Study: Can meditation sharpen our attention?
A new study at the University of Wisconsin–Madison suggests that people can train their minds to stay focused.
The study, led by UW–Madison scientist Antoine Lutz, involved subjects interested in meditation in an effort to see whether voluntary mental training can affect attention. Results suggest that attention stability is not a fixed capacity, and that it can be improved by directed mental training, such as meditation.
“Everyone is familiar with daydreaming,” says Lutz, who works jointly with the Waisman Brain Imaging Lab and the new Center for Investigating Healthy Minds. “These momentary lapses into mind-wandering occur even when a person is trying to stay focused on a chosen object. The difficulty of focused attention is evident both in everyday experiences and in the laboratory.”
Being able to sustain attention on a chosen object through time is a critical component of attention regulation, explains the study’s senior scientist Richard Davidson, director of the Center for Investigating Healthy Minds and professor of psychology and psychiatry at UW–Madison.
“In untrained individuals, one gets easily distracted, requiring a refocusing of attention,” says Davidson. “Such ongoing fluctuations in attention stability are thought to reflect competitive interactions between task-related and task-unrelated processes, such as mind-wandering. Our work holds that the capacity to stabilize attention is best regarded as a skill that can be trained.”
Participants were presented with frequent standard and rare deviant tones in both ears, and asked to pay attention only to tones presented in one ear and to press a button each time they detected an intermittent deviant tone. Deviant tones were slightly higher in frequency than standard tones. Lutz and colleagues investigated the moment-to-moment stability of attention by quantifying the trial-to-trial variability of both reaction time in response to attended deviant tones and consistency of brain responses, as measured by electroencephalography (EEG).
“This measure of variability in both the behavioral and brain response was particularly relevant,” explains Lutz. “Attention deficit hyperactivity disorder (ADHD) patients typically show larger intra-individual variability in reaction time than controls during performance of sustained attention tasks. This variability is thought to reflect a more pronounced distractibility and poor attention for ADHD patients than controls. We hypothesized that meditation training would reduce this form of variability.”

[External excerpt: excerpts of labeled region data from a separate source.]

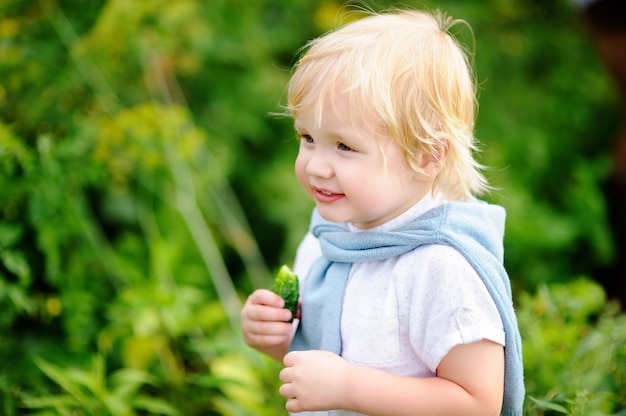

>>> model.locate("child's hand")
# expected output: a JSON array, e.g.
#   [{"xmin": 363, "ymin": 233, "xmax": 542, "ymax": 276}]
[
  {"xmin": 279, "ymin": 350, "xmax": 350, "ymax": 412},
  {"xmin": 241, "ymin": 289, "xmax": 293, "ymax": 361}
]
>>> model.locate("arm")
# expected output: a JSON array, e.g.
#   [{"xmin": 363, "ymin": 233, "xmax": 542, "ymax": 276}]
[
  {"xmin": 280, "ymin": 340, "xmax": 504, "ymax": 416},
  {"xmin": 241, "ymin": 289, "xmax": 293, "ymax": 361}
]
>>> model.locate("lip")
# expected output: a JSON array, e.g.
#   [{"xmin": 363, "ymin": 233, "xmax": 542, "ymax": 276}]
[{"xmin": 312, "ymin": 186, "xmax": 345, "ymax": 203}]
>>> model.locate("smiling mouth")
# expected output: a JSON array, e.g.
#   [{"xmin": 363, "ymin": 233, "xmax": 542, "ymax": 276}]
[{"xmin": 313, "ymin": 188, "xmax": 344, "ymax": 203}]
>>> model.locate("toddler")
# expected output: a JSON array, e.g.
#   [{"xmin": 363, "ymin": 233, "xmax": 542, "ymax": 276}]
[{"xmin": 242, "ymin": 10, "xmax": 524, "ymax": 416}]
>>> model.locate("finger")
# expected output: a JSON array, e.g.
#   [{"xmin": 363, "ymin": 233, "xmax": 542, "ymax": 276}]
[
  {"xmin": 283, "ymin": 351, "xmax": 301, "ymax": 367},
  {"xmin": 278, "ymin": 383, "xmax": 295, "ymax": 399},
  {"xmin": 278, "ymin": 367, "xmax": 293, "ymax": 383},
  {"xmin": 241, "ymin": 305, "xmax": 291, "ymax": 326}
]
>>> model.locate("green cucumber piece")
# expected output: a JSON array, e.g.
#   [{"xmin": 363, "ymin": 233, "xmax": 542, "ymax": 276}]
[{"xmin": 272, "ymin": 265, "xmax": 300, "ymax": 320}]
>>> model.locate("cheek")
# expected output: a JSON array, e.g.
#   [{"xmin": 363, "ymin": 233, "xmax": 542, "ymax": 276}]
[{"xmin": 294, "ymin": 153, "xmax": 309, "ymax": 187}]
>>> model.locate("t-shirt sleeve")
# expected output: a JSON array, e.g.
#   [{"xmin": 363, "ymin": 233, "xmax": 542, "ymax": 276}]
[{"xmin": 397, "ymin": 245, "xmax": 505, "ymax": 372}]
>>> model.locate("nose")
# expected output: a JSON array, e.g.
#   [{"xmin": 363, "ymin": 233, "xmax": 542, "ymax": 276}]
[{"xmin": 305, "ymin": 149, "xmax": 333, "ymax": 179}]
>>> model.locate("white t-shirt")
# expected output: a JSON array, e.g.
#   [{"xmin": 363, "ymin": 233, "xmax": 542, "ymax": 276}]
[{"xmin": 294, "ymin": 196, "xmax": 504, "ymax": 416}]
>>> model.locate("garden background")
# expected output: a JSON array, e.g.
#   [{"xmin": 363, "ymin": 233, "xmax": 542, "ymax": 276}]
[{"xmin": 0, "ymin": 0, "xmax": 626, "ymax": 416}]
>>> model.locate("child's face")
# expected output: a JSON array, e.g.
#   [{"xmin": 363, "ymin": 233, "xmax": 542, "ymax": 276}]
[{"xmin": 295, "ymin": 94, "xmax": 432, "ymax": 229}]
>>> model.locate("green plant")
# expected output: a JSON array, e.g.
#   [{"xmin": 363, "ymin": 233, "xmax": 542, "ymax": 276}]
[{"xmin": 517, "ymin": 279, "xmax": 626, "ymax": 416}]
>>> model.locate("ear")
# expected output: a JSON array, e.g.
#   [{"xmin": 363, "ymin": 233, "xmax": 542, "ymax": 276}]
[{"xmin": 417, "ymin": 140, "xmax": 448, "ymax": 180}]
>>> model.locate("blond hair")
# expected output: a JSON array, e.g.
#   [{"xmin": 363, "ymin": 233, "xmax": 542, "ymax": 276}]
[{"xmin": 287, "ymin": 10, "xmax": 489, "ymax": 200}]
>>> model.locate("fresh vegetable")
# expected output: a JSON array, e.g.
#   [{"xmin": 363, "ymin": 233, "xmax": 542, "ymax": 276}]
[{"xmin": 272, "ymin": 265, "xmax": 300, "ymax": 320}]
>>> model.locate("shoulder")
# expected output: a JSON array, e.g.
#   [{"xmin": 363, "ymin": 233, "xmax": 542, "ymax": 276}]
[
  {"xmin": 396, "ymin": 244, "xmax": 475, "ymax": 277},
  {"xmin": 293, "ymin": 232, "xmax": 322, "ymax": 278}
]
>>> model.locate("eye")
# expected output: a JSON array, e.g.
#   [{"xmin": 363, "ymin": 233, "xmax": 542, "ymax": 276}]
[{"xmin": 337, "ymin": 143, "xmax": 356, "ymax": 152}]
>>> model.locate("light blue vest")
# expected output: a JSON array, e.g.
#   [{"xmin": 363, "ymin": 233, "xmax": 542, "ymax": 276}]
[{"xmin": 290, "ymin": 201, "xmax": 525, "ymax": 416}]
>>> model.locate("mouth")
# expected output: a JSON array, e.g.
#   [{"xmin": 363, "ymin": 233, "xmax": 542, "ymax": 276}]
[{"xmin": 313, "ymin": 187, "xmax": 344, "ymax": 203}]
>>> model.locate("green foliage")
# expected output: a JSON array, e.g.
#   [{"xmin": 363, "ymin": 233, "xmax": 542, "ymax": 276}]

The new study showed that three months of rigorous training in Vipassana meditation improved people’s ability to stabilize attention on target tones, as indicated by both a measure of consistency of brain response and reduced reaction time variability. Furthermore, those individuals who showed the greatest increase in neural response consistency showed the largest decrease in reaction time variability.
“The finding that attention is a flexible skill opens up many possibilities,” says Lutz. “For example, attention training is worth examining for disorders like attention deficit hyperactivity disorder.”
This new work was reported online in the Oct. 21 issue of the Journal of Neuroscience. The work was funded by the National Center for Complementary and Alternative Medicine of NIH, the Fetzer Institute and the Impact Foundation, and by gifts from the John W. Kluge Foundation, Bryant Wangard, Ralph Robinson and Keith and Arlene Bronstein.